Ergotamine; caffeine act synergistically to relieve migraine headaches. At therapeutic doses, ergotamine inhibits the uptake of norepinephrine and stimulates alpha-adrenergic receptors, causing prolonged vasoconstriction and decreased blood flow to the extremities. Inhibition of alpha-adrenergic receptors may occur with higher doses. In the treatment of migraine headache, some pharmacologic actions of ergotamine are probably related to the drugs effect on serotonin (5-HT) receptors. Ergotamine reduces extracranial blood flow, decreasing the pulsations in the cranial arteries, and decreasing hyperperfusion of the basilar artery territory. Ergotamine also exhibits potent uterine stimulant and emetic properties. Caffeine may have additive cerebral vasoconstriction activity to ergotamine, but many studies show that the increased effect from the combination is due to the enhanced GI absorption of ergotamine tartrate.
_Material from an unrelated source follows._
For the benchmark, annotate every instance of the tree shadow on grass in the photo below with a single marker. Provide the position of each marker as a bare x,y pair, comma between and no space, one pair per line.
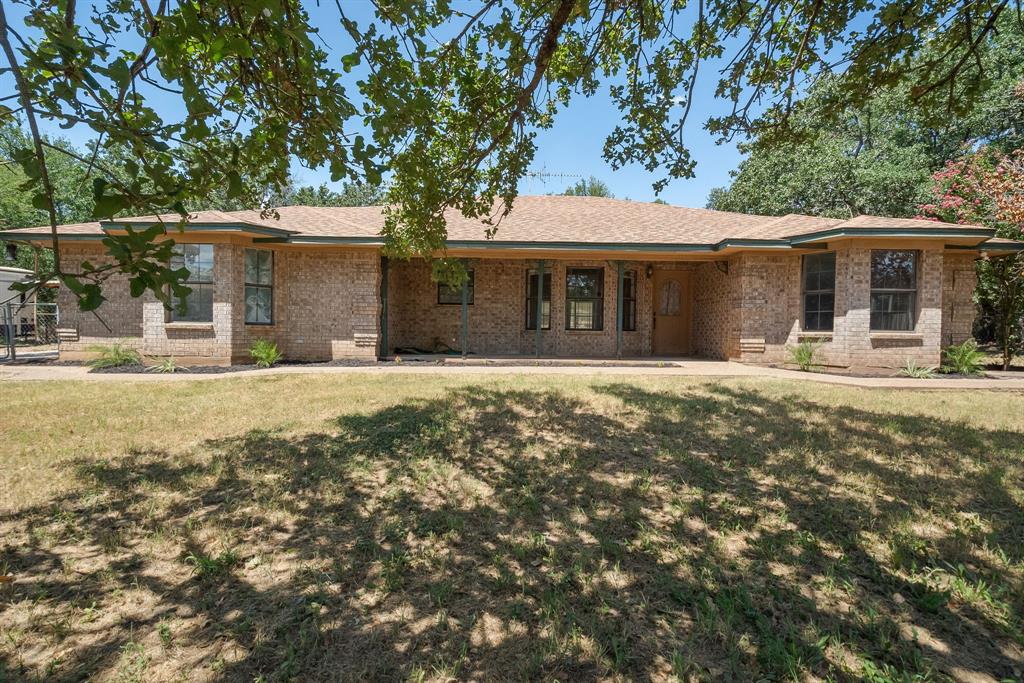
714,532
Ergotamine; caffeine combinations are administered by the oral or rectal routes.
Ergotamine: Ergotamine is extensively metabolized in the liver by undefined pathways. About 90% of the metabolites are eliminated in the bile. Unchanged ergotamine is secreted erratically in the saliva; trace amounts appear in the feces and urine. The elimination half-life of ergotamine is roughly 2 hours; however, the drug may be stored in some tissues, which would account for its long-lasting therapeutic and toxic effects.
Caffeine: Caffeine is distributed rapidly to all body tissues and readily crosses the blood-brain and placental barriers. It is distributed into breast milk. In adults, caffeine is partially metabolized in the liver via demethylation reactions dependent on the hepatic CYP1A2 isoenzyme; major metabolites include paraxanthine (80%), theobromine (10%) and theophylline (4%). The plasma half-life is 3 to 7 hours in adults. Metabolites are excreted in the urine.

Oral Route

Ergotamine: The absorption of ergotamine as a single agent is incomplete and erratic. Administration with caffeine increases the absorption rate and peak plasma levels of the drug.Peak plasma levels are achieved in about 2 hours following oral administration. The onset of action varies, and is likely related to how quickly the drug is administered once the headache begins. Typically, however, relief is obtained within 1 to 2 hours of administration.
Caffeine: Caffeine is well absorbed by the oral route. Following administration, peak plasma concentrations in occur in roughly 1 hour.

Other Route(s)

Rectal Route
Ergotamine: The absorption of ergotamine as a single agent is incomplete and erratic. Administration with caffeine increases the absorption rate and peak plasma levels of the drug. The rectal formulation has 20 times the bioavailability of the oral formulation. The onset of action varies, and is likely related to how quickly the drug is administered once the headache begins. Typically, however, relief is obtained within 1 to 2 hours of administration.
Caffeine: The systemic absorption from rectal suppositories may be slower compared to the oral route.

Pregnancy

Ergot derivatives should generally be avoided during breast-feeding. According to the manufacturer of ergotamine; caffeine, a decision should be made to discontinue nursing or discontinue the drug due to the potential for serious adverse reactions in the nursing infant. Ergotamine is excreted in breast milk and may cause symptoms indicative of ergot toxicity including vomiting, diarrhea, seizures, weak pulse, and unstable blood pressure in nursing infants. Ergotamine is classified by the American Academy of Pediatrics (AAP) as a drug that has been associated with significant effects on some nursing infants and should be given to nursing mothers with caution. Ergot derivatives are known to inhibit prolactin, and thus, interference with proper lactation is possible. Sumatriptan, a serotonin receptor agonist indicated for the treatment of migraines, is classified by the AAP as usually compatible with breast-feeding. Sumatriptan may be considered as an alternative to caffeine; ergotamine for the acute treatment of migraines in breast-feeding mothers. Consider the benefits of breast-feeding, the risk of potential infant drug exposure, and the risk of an untreated or inadequately treated condition. If a breast-feeding infant experiences an adverse effect related to a maternally administered drug, healthcare providers are encouraged to report the adverse effect to the FDA.